Le monde ouvrier n’a pas disparu avec les travaux haussmanniens, mais le prolétariat urbain a dû se déplacer (Ferry évoque « un système impitoyable » qui broie les « plus chères habitudes »). Le cœur battant de la « fête impériale » est d’abord une ville vouée au travail : selon le recensement de 1866, plus de la moitié des Parisiens vivent de l’industrie (textile, bâtiment, métiers d’art) et des transports. L’artisan chassé du centre, évoqué par Ferry, a toutes les chances d’être occupé dans le secteur du vêtement ou de la chaussure (Godillot), dépendant de maisons de confection et des grands magasins (Le Bon Marché, La Belle Jardinière…). Le métissage social caractéristique du Paris de Balzac s’estompe (le quart environ des Parisiens a changé de quartier). Les aménagements prestigieux autour de la plaine Monceau (par l’entreprenariat des frères Pereire), la création de l’Opéra par Charles Garnier accentuent la dissymétrie entre l’Est et l’Ouest, où triomphe l’immeuble haussmannien en pierre de taille, écrin monumental où la vie bourgeoise s’expose à l’envi. Les logements non imposables se concentrent dans les 10e, 11e, 18e-20e arrondissements. Les expériences de cités ouvrières sont des échecs, les travailleurs répugnant à gagner en confort au prix d’un véritable casernement. Pourtant, nombre des communes annexées en 1860 sont industrieuses (cas de Belleville). Ainsi, les contemporains sont en désaccord sur les conséquences sociales des métamorphoses haussmanniennes. Louis Lazare, directeur de la très influente Revue municipale, avoue son hostilité au démantèlement du mur des Fermiers généraux, qui formait une « digue salutaire » protégeant Paris contre « les flots tumultueux et avariés de la province » (Revue municipale, mars 1859). En fait, Jules Ferry, promoteur d’une République modérée, s’avoue le défenseur de l’artisan doté d’un savoir-faire, du « financier » lettré répugnant à la spéculation, du propriétaire se consacrant à des loisirs cultivés (« travaux de l’esprit »). Ces catégories recoupent les « couches nouvelles », convoquées par Gambetta, en 1872, pour consacrer les assises de la IIIe République naissante.

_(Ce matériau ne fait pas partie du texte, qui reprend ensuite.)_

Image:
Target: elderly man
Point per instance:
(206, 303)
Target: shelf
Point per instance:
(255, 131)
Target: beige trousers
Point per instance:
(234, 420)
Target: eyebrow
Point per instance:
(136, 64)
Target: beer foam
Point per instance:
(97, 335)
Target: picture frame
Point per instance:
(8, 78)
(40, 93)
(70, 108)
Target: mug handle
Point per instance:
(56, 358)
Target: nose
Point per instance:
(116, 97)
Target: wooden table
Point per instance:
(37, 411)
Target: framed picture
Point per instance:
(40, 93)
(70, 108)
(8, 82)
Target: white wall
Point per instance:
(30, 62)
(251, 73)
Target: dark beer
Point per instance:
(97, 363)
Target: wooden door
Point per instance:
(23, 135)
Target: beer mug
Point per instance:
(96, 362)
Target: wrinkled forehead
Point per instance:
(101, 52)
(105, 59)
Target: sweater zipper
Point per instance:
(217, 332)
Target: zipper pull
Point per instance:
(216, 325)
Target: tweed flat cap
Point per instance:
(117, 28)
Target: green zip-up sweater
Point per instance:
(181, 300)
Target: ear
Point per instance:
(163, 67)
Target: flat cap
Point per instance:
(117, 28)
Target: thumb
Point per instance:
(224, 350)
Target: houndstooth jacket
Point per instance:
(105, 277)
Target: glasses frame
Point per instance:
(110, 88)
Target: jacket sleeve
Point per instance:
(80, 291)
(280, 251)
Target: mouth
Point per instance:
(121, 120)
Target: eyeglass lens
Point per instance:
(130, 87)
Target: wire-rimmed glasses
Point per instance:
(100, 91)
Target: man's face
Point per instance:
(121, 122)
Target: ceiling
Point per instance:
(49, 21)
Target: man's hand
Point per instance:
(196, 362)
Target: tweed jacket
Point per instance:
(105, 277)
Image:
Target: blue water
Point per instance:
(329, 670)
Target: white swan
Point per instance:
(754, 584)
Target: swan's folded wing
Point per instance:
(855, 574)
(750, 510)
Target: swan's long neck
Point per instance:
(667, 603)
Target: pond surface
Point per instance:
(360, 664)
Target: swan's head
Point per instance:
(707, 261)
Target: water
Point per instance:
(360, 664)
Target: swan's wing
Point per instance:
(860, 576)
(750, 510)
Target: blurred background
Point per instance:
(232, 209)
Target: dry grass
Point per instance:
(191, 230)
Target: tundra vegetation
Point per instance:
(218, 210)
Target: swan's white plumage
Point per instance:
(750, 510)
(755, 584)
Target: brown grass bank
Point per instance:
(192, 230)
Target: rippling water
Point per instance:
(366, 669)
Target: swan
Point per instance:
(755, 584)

Les transformations haussmanniennes, un coup d’État urbain ?
Plus que le partage social du nouveau Paris, c’est la pratique du pouvoir impérial qui est mise en cause (« nous plaidons en interdiction »). Depuis le sénatus-consulte de décembre 1852, les travaux d’utilité publique sont décidés par décret impérial : derrière ce préfet qui « régente, impose, endette » une population rétive, le procès de Napoléon III se devine, à peine voilé. Le réseau des percées, qui dépèce la capitale au nom d’un « esprit de système » exercé sans contre-pouvoir, refléterait les errances d’un pouvoir despotique. C’est pourquoi l’essentiel des critiques vise les montages financiers. Au moment de cette parution, le Corps législatif doit approuver un emprunt consenti par le Crédit foncier en faveur de la Ville, impuissante à couvrir les subventions consenties en faveur des entreprises concessionnaires, qui avaient réalisé une large partie du troisième réseau. En effet, les travaux de la première décennie avaient été opérés à travers le système de la régie, la Ville, selon la théorie des « dépenses productives », finançait les aménagements par recours à l’emprunt, la revente des lotissements viabilisés étant supposée lui assurer un excédent. Dès 1858, l’espoir de plus-values se volatilise, compte-tenu du renchérissement du coût des expropriations, à cause de la densité de l’habitat du centre et de la fièvre spéculative. Le triplement des revenus de l’octroi, indice de la dynamique commerciale, ne permet pas de couvrir une charge globale évaluée à deux milliard et demi de francs, l’équivalent d’une année du budget de l’État. Pour masquer le recours à l’emprunt, Haussmann a mis en place un système complexe de bons de délégation qui transforment les compagnies concessionnaires en prêteurs occultes. Dans un environnement qui valorise la gestion en « bon père de famille », ces tours d’équilibriste, révélés à partir de 1865, suscitent une indignation dont Ferry est le traducteur (« patrimoine des générations futures »).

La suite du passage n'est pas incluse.